Il l'entendait à peine; elle termina la prière, et se tut. Il lui donna l'absolution.

Ensuite, s'étant levé, il ouvrit la porte et appela une servante.

—Priez M. Bonnavent de venir.

Pendant qu'ils attendaient, ils ne bougèrent ni l'un ni l'autre.

Hélène haletait. Elle entrouvrait et refermait ses lèvres sèches. Elle passait ses doigts sur son front.

Le mari entra, silencieux, gêné.

—Monsieur, dit le prêtre, votre épouse souhaite, avant la mort, de vous faire un aveu et d'obtenir votre pardon.

Hélène rassembla toutes ses forces pour se soulever sur les coussins.

Le prêtre s'agenouilla au pied du lit, et, les mains jointes sur la poitrine, il baissa la tête, dans l'attitude de l'amende honorable.

Bonnavent les examinait, mal à l'aise et tâchant de comprendre.

Hélène murmura:

—Monsieur… j'ai failli… Pardonnez-moi… s'il vous plaît…

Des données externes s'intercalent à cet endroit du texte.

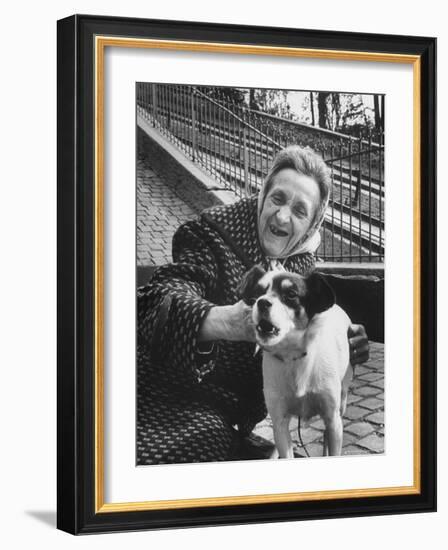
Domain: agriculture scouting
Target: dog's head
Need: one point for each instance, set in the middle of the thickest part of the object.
(283, 302)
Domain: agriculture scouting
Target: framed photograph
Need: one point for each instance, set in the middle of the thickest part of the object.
(246, 274)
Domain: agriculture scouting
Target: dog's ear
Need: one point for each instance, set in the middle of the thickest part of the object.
(249, 282)
(319, 296)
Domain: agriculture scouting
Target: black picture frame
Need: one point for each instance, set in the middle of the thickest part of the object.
(77, 509)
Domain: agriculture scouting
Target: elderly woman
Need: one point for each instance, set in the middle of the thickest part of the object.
(199, 382)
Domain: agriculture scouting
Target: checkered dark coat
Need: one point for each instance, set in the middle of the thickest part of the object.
(191, 399)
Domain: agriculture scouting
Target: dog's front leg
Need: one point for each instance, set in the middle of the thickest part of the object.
(334, 434)
(282, 436)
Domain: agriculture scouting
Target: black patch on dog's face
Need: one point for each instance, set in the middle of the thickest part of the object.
(319, 296)
(291, 289)
(312, 293)
(250, 289)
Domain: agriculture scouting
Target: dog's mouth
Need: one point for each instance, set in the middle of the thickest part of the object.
(266, 328)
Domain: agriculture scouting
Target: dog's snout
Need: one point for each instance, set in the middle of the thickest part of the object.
(264, 304)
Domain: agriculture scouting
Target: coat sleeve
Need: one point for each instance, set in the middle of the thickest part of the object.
(172, 307)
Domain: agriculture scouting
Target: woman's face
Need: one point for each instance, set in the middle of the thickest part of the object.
(288, 210)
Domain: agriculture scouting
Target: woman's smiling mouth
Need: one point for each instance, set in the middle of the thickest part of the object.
(278, 232)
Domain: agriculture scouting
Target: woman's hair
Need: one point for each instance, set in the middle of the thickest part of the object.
(306, 162)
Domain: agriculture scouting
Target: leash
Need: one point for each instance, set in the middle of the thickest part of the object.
(301, 440)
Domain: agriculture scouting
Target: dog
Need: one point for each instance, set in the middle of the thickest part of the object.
(306, 359)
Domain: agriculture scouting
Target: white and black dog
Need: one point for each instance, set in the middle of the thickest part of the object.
(306, 366)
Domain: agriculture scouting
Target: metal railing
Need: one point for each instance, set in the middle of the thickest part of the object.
(236, 145)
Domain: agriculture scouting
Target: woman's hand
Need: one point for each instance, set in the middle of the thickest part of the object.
(228, 323)
(359, 344)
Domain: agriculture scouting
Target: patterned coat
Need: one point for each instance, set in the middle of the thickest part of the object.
(210, 257)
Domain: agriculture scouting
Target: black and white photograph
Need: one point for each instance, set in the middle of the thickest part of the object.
(260, 273)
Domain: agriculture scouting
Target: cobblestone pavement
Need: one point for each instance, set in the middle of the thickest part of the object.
(363, 419)
(159, 213)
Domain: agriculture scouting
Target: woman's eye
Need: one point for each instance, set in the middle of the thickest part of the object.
(300, 212)
(276, 199)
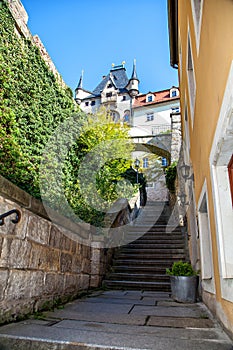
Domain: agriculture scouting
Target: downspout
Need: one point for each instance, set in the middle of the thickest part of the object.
(172, 7)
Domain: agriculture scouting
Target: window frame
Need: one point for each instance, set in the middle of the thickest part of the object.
(230, 174)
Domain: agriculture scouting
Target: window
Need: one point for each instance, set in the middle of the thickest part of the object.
(230, 173)
(174, 93)
(191, 79)
(150, 117)
(145, 162)
(175, 109)
(126, 116)
(150, 98)
(197, 6)
(205, 241)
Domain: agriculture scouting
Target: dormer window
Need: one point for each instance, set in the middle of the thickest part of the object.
(149, 117)
(174, 92)
(150, 98)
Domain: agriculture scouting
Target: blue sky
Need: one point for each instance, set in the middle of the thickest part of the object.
(92, 34)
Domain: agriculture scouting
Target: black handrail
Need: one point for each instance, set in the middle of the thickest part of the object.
(10, 212)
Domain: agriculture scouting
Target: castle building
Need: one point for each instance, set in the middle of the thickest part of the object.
(200, 34)
(116, 92)
(147, 114)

Elle se tut: elle ne trouvait pas les mots pour dire le reste. Le prêtre attendit; puis, comme elle ne parlait plus, il releva un peu le visage, et ordonna:

—Continuez.

Hélène, obéissante, reprit, avec effort:

—Monsieur… j'ai failli… avec… l'abbé Gilbert.

Elle retomba sur son lit, épuisée.

—Je sais, dit Bonnavent.

Hélène poussa un sanglot faible, et se cacha la face dans les mains, prise de honte à l'idée que, de tout temps, un regard profane avait violé son auguste secret.

Le mari ajouta: «Calmez-vous… Je savais, depuis des années.»

Hélène cria: «Non!» et l'abbé se redressa, sous l'injure du soupçon qui les avait calomniés longtemps avant la faute.

Mais il rabattit son orgueil, se frappa la poitrine, et dit:

Meâ culpa!

La moribonde frissonna toute et voulut se lever encore; elle put crier, comme une protestation:

Meâ culpa!

Puis, de nouveau, elle tomba.

Bonnavent se rapprocha du lit.

—Pauvre femme! dit-il.

—Monsieur, demanda l'abbé, pardonnez-vous à votre épouse?

Bonnavent répondit:

—Je lui pardonne.

Il se pencha au chevet, et répéta:

—Je vous pardonne, Hélène, vraiment.

Elle fit signe, des paupières, qu'elle entendait.

On annonça le vicaire, avec les Saintes Huiles…

M. Bonnavent sortit de la chambre, parce qu'il pleurait.

Madame Hélène se tourna lentement vers l'abbé Gilbert.

Elle balbutia:

—Dans l'autre monde…

Puis, elle mourut en souriant, et l'abbé lui ferma les yeux.